Flow: ; preds = %Flow1, %0
%4 = phi <4 x float> [ %14, %Flow1 ], [ <float 1.000000e+00, float 1.000000e+00, float 1.000000e+00, float 1.000000e+00>, %0 ]
%5 = phi <4 x float> [ %16, %Flow1 ], [ <float 1.000000e+00, float 1.000000e+00, float 1.000000e+00, float 1.000000e+00>, %0 ]
%6 = phi float [ %17, %Flow1 ], [ 0.000000e+00, %0 ]
%7 = phi i1 [ %18, %Flow1 ], [ %3, %0 ]
%8 = phi i1 [ false, %Flow1 ], [ %2, %0 ]
br i1 %8, label %.lr.ph.i, label %Flow1

.lr.ph.i: ; preds = %Flow
%i.03.i = phi float [ %6, %Flow ]
%ret.02.i = phi <4 x float> [ %5, %Flow ]
%9 = extractelement <4 x float> %ret.02.i, i32 0
%10 = fadd fast float %9, 0xBFB99999A0000000
%11 = insertelement <4 x float> %ret.02.i, float %10, i32 0
%12 = fcmp olt float %10, 5.000000e-01
%13 = xor i1 %12, true
br i1 %13, label %19, label %Flow2

Flow1: ; preds = %Flow2, %Flow
%14 = phi <4 x float> [ %23, %Flow2 ], [ %4, %Flow ]
%15 = phi <4 x float> [ %11, %Flow2 ], [ undef, %Flow ]
%16 = phi <4 x float> [ %24, %Flow2 ], [ %5, %Flow ]
%17 = phi float [ %25, %Flow2 ], [ %6, %Flow ]
%18 = phi i1 [ %26, %Flow2 ], [ %7, %Flow ]
br i1 true, label %Flow3, label %Flow

; :19 ; preds = %.lr.ph.i
%20 = fadd fast float %i.03.i, 1.000000e+01
%21 = fcmp olt float %20, %1
%22 = xor i1 %21, true
br label %Flow2

Flow2: ; preds = %19, %.lr.ph.i
%23 = phi <4 x float> [ %11, %19 ], [ %4, %.lr.ph.i ]
%24 = phi <4 x float> [ %11, %19 ], [ undef, %.lr.ph.i ]
%25 = phi float [ %20, %19 ], [ undef, %.lr.ph.i ]
%26 = phi i1 [ %22, %19 ], [ %7, %.lr.ph.i ]
br label %Flow1

Flow3: ; preds = %Flow1
br i1 %18, label %._crit_edge.i, label %_Z9get_colorDv2_f.exit

._crit_edge.i: ; preds = %Flow3
%ret.0.lcssa.i = phi <4 x float> [ %14, %Flow3 ]
%27 = insertelement <4 x float> %ret.0.lcssa.i, float 0.000000e+00, i32 2
br label %_Z9get_colorDv2_f.exit

_Z9get_colorDv2_f.exit: ; preds = %._crit_edge.i, %Flow3
%.0.i = phi <4 x float> [ %15, %Flow3 ], [ %27, %._crit_edge.i ]
ret <4 x float> %.0.i
}

Note the undef values in some of the PHIs and ‘i1 true’ for the loop branch condition.

structurizer.ll (1.37 KB)

+ Christian

Hi,

I've been investigating the StructurizeCFG pass, and it looks like it has
trouble handling CFG edges that break out of a loop and go directly to the
function exit. Am I running up against a bug in the structurizer, or a
general limitation of the algorithm used? As an aside, is there any
documentation for the algorithm used? Is it based on a published paper?

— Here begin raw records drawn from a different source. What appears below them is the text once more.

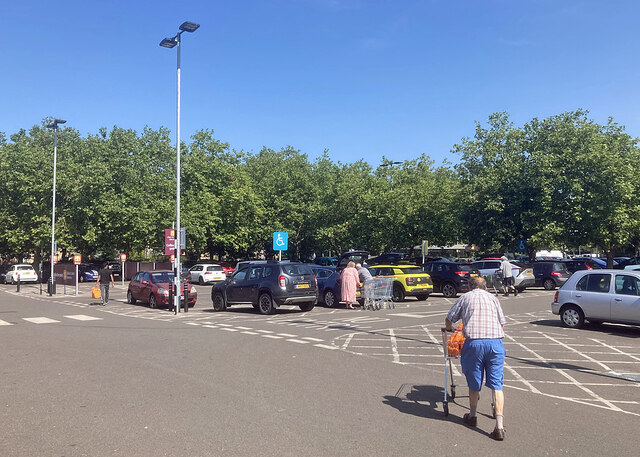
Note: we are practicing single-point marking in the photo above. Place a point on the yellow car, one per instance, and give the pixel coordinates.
(407, 280)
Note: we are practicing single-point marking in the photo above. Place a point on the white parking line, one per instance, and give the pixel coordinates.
(40, 320)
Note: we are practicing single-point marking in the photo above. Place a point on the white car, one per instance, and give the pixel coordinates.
(25, 271)
(599, 296)
(205, 273)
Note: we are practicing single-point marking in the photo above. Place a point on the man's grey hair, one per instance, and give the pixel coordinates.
(477, 282)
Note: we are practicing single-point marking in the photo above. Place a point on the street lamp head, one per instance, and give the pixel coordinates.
(168, 42)
(54, 124)
(189, 26)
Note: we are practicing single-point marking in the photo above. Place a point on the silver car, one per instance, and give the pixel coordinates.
(599, 296)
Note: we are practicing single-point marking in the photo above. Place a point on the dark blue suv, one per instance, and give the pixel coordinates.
(267, 285)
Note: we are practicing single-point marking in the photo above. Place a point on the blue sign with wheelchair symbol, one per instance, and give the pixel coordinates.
(280, 241)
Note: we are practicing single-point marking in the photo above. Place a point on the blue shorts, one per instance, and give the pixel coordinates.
(483, 356)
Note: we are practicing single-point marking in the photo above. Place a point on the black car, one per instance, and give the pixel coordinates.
(449, 278)
(267, 285)
(550, 273)
(574, 265)
(626, 263)
(389, 258)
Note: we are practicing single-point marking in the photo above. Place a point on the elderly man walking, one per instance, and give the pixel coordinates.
(483, 350)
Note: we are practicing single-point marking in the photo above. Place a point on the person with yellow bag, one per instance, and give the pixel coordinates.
(483, 350)
(104, 275)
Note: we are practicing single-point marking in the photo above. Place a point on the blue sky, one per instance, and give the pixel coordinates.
(363, 79)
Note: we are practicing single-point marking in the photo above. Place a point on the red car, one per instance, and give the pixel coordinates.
(153, 287)
(228, 267)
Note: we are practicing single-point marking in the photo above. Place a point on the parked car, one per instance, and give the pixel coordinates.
(408, 280)
(326, 261)
(627, 264)
(322, 274)
(599, 296)
(550, 274)
(576, 264)
(152, 287)
(450, 278)
(228, 267)
(388, 258)
(332, 294)
(523, 275)
(267, 285)
(206, 273)
(87, 273)
(24, 270)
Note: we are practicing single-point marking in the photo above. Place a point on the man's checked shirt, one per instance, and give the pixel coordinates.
(481, 315)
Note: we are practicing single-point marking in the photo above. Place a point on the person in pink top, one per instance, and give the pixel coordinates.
(349, 282)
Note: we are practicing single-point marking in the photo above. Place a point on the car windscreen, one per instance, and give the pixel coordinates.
(296, 270)
(157, 278)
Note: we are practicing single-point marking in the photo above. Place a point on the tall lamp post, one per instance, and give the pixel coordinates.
(390, 164)
(54, 126)
(170, 43)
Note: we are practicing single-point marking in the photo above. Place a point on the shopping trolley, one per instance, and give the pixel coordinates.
(378, 293)
(450, 342)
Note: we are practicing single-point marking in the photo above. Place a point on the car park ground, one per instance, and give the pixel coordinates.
(81, 379)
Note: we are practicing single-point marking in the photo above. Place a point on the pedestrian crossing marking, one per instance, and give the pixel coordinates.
(82, 317)
(40, 320)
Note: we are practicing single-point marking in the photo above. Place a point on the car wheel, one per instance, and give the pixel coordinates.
(307, 306)
(330, 299)
(218, 302)
(265, 304)
(572, 317)
(449, 290)
(398, 293)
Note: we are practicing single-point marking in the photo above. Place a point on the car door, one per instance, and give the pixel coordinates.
(249, 290)
(625, 304)
(592, 294)
(236, 282)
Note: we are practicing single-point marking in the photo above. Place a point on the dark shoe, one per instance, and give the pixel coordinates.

I'm not aware of any limitations, so this is a bug. Can you file one at
llvm.org/bugs.

-Tom

https://llvm.org/bugs/show_bug.cgi?id=25378

Thanks!

Hi Justin,

yeah entirely possible that this case isn't handled correctly.

As an aside, is there any documentation for the algorithm used? Is it based on a published paper?

Not really. IIRC I read about the general idea in some paper about efficient code generation for DSPs, but essentially I came up with most of the algorithm myself.

Basically it just does the following. Assuming you have a control flow like this:

while (x) {
     a();
     if (b())
         break;
     c();
}

It reworks the flow into something like this:

flow = true;
while (x && flow) {
     a();
     if (b())
         flow = false;
     if (flow)
         c();
}

This is done by ordering all the basic blocks so you have as less back edges as possible and as less dependencies as possible between the basic blocks.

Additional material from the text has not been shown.